School of Food and Biological Engineering, Jiangsu University, Zhenjiang, China; Institute of Veterinary Medicine, Jiangsu Academy of Agricultural Sciences, Key Laboratory of Veterinary Biological Engineering and Technology Ministry of Agriculture, Nanjing 210014, China; Jiangsu Key Laboratory for Food Quality and Safety-State Key Laboratory Cultivation Base of Ministry of Science and Technology, Nanjing 210014, China.
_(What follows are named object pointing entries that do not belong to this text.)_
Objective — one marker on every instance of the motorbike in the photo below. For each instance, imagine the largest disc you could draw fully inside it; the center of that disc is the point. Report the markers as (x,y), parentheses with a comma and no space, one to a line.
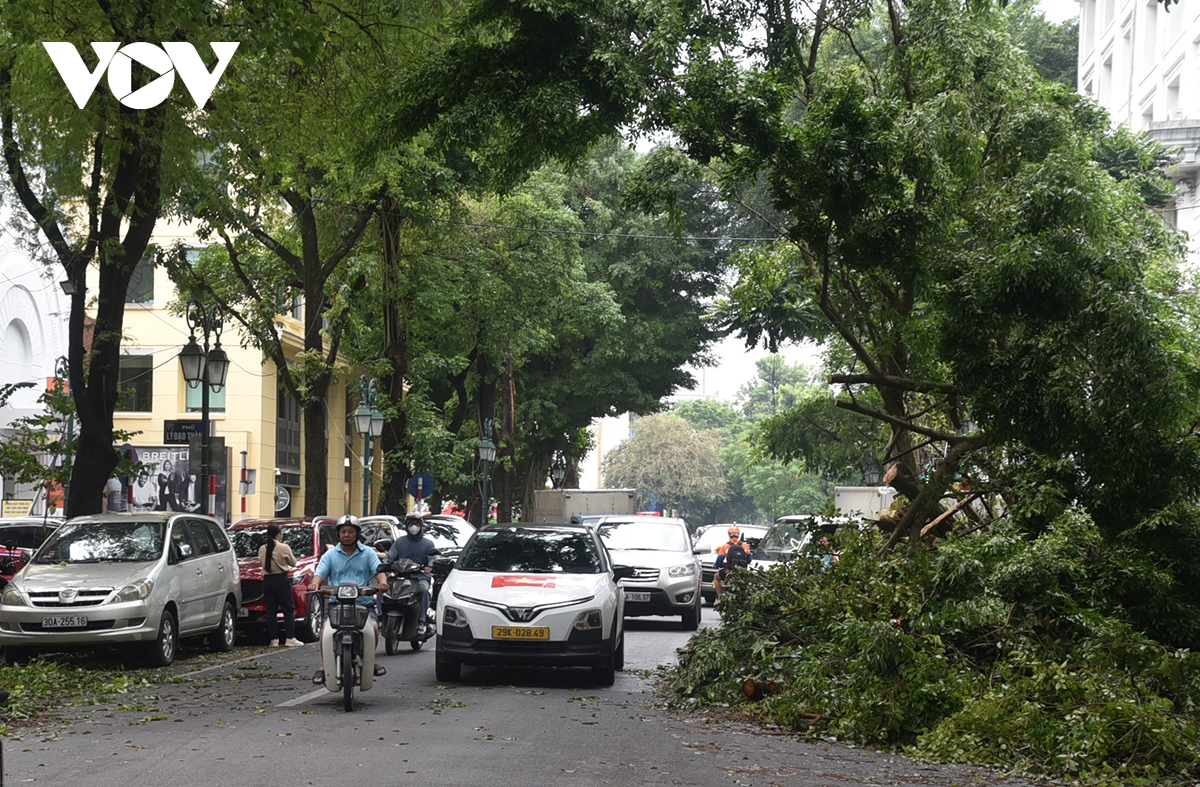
(400,608)
(347,643)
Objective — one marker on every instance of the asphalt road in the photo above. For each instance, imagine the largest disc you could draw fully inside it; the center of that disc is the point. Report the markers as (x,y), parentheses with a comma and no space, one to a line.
(256,719)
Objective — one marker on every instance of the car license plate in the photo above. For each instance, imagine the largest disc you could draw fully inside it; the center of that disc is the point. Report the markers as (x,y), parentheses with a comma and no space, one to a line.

Institute of Veterinary Medicine, Jiangsu Academy of Agricultural Sciences, Key Laboratory of Veterinary Biological Engineering and Technology Ministry of Agriculture, Nanjing 210014, China; School of Materials Science & Engineering, Jiangsu University, Zhenjiang, China; Jiangsu Key Laboratory for Food Quality and Safety-State Key Laboratory Cultivation Base of Ministry of Science and Technology, Nanjing 210014, China.
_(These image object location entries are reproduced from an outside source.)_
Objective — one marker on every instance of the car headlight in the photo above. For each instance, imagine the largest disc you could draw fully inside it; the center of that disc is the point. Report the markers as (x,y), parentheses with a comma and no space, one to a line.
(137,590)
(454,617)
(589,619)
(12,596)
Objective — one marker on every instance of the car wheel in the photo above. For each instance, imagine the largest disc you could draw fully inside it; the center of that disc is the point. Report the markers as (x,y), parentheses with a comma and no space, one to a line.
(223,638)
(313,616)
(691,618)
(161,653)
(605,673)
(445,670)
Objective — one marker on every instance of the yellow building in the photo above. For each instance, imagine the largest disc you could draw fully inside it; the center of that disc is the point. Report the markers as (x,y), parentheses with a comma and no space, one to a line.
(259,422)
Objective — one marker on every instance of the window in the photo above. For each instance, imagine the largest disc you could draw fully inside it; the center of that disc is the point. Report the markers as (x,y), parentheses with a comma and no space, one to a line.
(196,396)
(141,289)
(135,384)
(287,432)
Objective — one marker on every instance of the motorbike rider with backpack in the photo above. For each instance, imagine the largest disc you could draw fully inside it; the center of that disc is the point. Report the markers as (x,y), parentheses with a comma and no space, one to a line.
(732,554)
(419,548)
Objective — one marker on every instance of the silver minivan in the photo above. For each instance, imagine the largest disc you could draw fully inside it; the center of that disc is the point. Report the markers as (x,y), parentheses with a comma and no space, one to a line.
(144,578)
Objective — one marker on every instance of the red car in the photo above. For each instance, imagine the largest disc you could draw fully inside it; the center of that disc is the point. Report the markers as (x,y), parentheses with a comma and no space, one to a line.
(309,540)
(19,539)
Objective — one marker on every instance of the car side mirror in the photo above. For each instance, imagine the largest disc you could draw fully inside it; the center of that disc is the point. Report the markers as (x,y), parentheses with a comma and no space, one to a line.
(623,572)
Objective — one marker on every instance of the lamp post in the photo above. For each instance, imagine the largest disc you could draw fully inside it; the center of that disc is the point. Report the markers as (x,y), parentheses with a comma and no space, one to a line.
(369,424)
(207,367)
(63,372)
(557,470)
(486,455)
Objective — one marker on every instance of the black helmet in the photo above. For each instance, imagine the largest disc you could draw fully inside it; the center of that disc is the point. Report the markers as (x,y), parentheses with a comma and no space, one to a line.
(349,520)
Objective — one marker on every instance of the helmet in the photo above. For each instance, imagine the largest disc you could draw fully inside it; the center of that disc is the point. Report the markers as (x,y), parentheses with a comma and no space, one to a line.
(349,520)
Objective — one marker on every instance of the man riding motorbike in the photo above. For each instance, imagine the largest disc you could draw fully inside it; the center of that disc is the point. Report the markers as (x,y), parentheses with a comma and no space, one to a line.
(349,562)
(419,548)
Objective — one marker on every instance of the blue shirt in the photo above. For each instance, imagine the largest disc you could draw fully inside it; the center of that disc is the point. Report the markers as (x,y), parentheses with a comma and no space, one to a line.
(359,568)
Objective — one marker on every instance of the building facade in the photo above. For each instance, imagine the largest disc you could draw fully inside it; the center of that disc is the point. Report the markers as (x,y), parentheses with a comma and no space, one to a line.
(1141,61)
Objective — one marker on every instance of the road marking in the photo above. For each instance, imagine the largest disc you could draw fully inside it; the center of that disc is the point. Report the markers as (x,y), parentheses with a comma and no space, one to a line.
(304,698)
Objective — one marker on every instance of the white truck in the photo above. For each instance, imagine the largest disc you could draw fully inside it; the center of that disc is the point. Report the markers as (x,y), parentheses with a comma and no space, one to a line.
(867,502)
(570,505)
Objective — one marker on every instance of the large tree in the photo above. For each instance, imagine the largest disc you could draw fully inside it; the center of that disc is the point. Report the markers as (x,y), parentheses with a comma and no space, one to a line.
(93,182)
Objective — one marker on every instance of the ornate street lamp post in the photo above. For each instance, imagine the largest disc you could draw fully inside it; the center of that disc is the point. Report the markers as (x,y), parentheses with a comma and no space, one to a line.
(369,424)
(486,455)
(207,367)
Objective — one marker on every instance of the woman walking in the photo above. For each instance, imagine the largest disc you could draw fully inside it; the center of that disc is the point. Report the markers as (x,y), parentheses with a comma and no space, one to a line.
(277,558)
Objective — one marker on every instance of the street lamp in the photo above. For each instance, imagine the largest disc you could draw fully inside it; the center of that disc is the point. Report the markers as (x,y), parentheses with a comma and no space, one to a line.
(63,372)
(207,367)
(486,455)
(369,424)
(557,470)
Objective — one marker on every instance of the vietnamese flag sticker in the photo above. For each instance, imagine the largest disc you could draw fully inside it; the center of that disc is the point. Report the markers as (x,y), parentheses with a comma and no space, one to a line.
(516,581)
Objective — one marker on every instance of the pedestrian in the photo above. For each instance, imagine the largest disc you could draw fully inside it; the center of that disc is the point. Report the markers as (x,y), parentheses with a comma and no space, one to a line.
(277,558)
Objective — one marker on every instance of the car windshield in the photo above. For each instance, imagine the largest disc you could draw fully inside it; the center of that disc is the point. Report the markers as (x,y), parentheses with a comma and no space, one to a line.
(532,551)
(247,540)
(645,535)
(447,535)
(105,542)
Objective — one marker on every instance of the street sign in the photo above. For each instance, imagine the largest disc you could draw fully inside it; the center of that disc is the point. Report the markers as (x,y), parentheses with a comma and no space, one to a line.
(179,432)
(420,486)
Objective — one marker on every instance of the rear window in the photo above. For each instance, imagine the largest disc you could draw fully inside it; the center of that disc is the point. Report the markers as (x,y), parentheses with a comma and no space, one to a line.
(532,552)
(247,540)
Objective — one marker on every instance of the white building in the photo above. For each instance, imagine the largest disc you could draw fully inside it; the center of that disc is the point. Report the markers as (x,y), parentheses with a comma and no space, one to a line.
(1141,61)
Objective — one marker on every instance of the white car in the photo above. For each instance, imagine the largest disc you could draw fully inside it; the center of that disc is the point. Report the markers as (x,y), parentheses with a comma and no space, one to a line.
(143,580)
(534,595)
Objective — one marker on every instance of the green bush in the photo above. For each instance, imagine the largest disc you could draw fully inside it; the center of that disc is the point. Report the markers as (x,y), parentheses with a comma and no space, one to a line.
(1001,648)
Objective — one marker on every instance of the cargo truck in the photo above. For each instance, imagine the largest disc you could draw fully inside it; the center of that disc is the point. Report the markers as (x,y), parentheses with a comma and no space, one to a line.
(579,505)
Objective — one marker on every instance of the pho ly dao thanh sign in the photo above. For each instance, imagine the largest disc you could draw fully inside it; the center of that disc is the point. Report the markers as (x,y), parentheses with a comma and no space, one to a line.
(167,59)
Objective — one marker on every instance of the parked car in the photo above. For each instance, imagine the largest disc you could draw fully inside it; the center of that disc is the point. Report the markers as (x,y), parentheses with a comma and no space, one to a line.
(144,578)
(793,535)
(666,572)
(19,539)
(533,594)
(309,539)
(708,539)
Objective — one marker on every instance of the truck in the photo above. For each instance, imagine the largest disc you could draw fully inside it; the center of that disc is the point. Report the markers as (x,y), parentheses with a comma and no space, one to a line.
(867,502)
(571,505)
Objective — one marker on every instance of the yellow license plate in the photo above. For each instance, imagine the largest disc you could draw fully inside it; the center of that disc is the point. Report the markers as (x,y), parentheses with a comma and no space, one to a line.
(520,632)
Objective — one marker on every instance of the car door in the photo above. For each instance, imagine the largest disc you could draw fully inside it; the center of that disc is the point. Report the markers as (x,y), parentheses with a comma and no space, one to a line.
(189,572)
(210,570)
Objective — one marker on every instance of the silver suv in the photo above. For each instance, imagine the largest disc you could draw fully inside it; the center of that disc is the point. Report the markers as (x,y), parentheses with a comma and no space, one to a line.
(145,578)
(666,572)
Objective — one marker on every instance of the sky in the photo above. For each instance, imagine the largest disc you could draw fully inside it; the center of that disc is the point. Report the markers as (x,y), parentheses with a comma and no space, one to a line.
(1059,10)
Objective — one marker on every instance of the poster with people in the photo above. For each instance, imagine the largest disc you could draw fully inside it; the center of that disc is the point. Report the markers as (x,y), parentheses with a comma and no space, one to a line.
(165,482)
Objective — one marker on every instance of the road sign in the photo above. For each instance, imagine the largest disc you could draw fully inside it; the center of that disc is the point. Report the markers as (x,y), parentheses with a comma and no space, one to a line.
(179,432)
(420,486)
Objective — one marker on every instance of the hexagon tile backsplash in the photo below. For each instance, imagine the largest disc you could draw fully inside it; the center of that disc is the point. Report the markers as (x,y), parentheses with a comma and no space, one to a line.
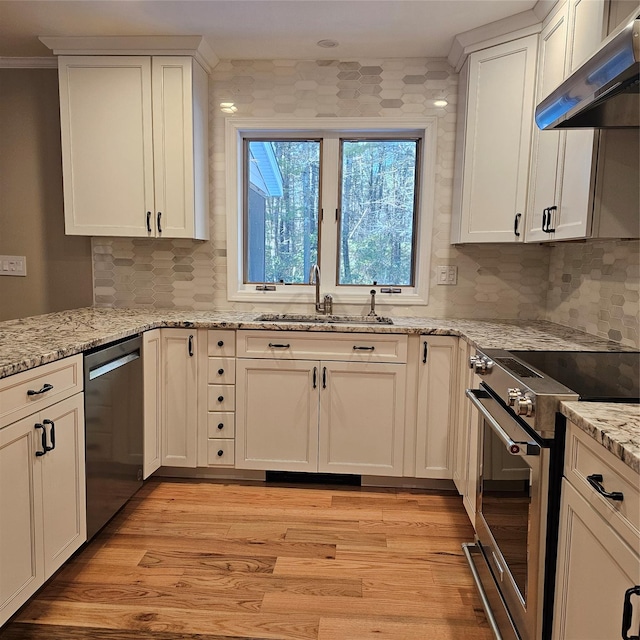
(494,281)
Int J Biol Macromol. 2022 Jan 1;194:435-444. doi: 10.1016/j.ijbiomac.2021.11.085. Epub 2021 Nov 19.
In this work, an edible cellulose-based antibacterial material was prepared by cross-linking α-cellulose and kanamycin sulfate via glutaraldehyde to form kanamycin sulfate-glutaraldehyde-cellulose. Fourier transform infrared spectroscopy, X-ray photoelectron spectroscopy and X-ray diffraction results indicated that the kanamycin sulfate molecule was cross-linked with the molecular chain of cellulose. The optimal mass ratio of kanamycin sulfate to α-cellulose was 1:100 and the degree of substitution reached 1.11%. The optimal kanamycin sulfate-glutaraldehyde-cellulose material showed an excellent inhabitation against both Gram-positive and Gram-negative bacteria. Meantime, the optimal kanamycin sulfate-glutaraldehyde-cellulose had a marked resistance to gastric acid and had low cell cytotoxicity. To promote the application of the kanamycin sulfate-glutaraldehyde-cellulose material, the porous microspheres were prepared via the sol-gel method. The particle size of the homogeneous porous microspheres is mainly distributed between 1.5 and 2.0 μm. Therefore, the kanamycin sulfate-glutaraldehyde-cellulose described herein is a potential edible, eco-friendly, potent, stable, inexpensive, and antibacterial carrier material for delivering drugs, proteins, or vaccines.
在这项工作中,通过戊二醛交联α-纤维素和硫酸卡那霉素,制备了一种可食用的纤维素基抗菌材料硫酸卡那霉素-戊二醛-纤维素。傅里叶变换红外光谱、X 射线光电子能谱和 X 射线衍射结果表明,硫酸卡那霉素分子与纤维素分子链发生了交联。硫酸卡那霉素与α-纤维素的最佳质量比为 1:100,取代度达到 1.11%。最佳的硫酸卡那霉素-戊二醛-纤维素材料对革兰氏阳性菌和革兰氏阴性菌均具有优异的抑制作用。同时,最佳的硫酸卡那霉素-戊二醛-纤维素具有良好的抗胃酸能力,细胞毒性较低。为了促进硫酸卡那霉素-戊二醛-纤维素材料的应用,采用溶胶-凝胶法制备了多孔微球。均匀多孔微球的粒径主要分布在 1.5-2.0μm 之间。因此,本文所述的硫酸卡那霉素-戊二醛-纤维素是一种具有潜在应用价值的可食用、环保、高效、稳定、廉价的抗菌药物载体材料,可用于输送药物、蛋白质或疫苗。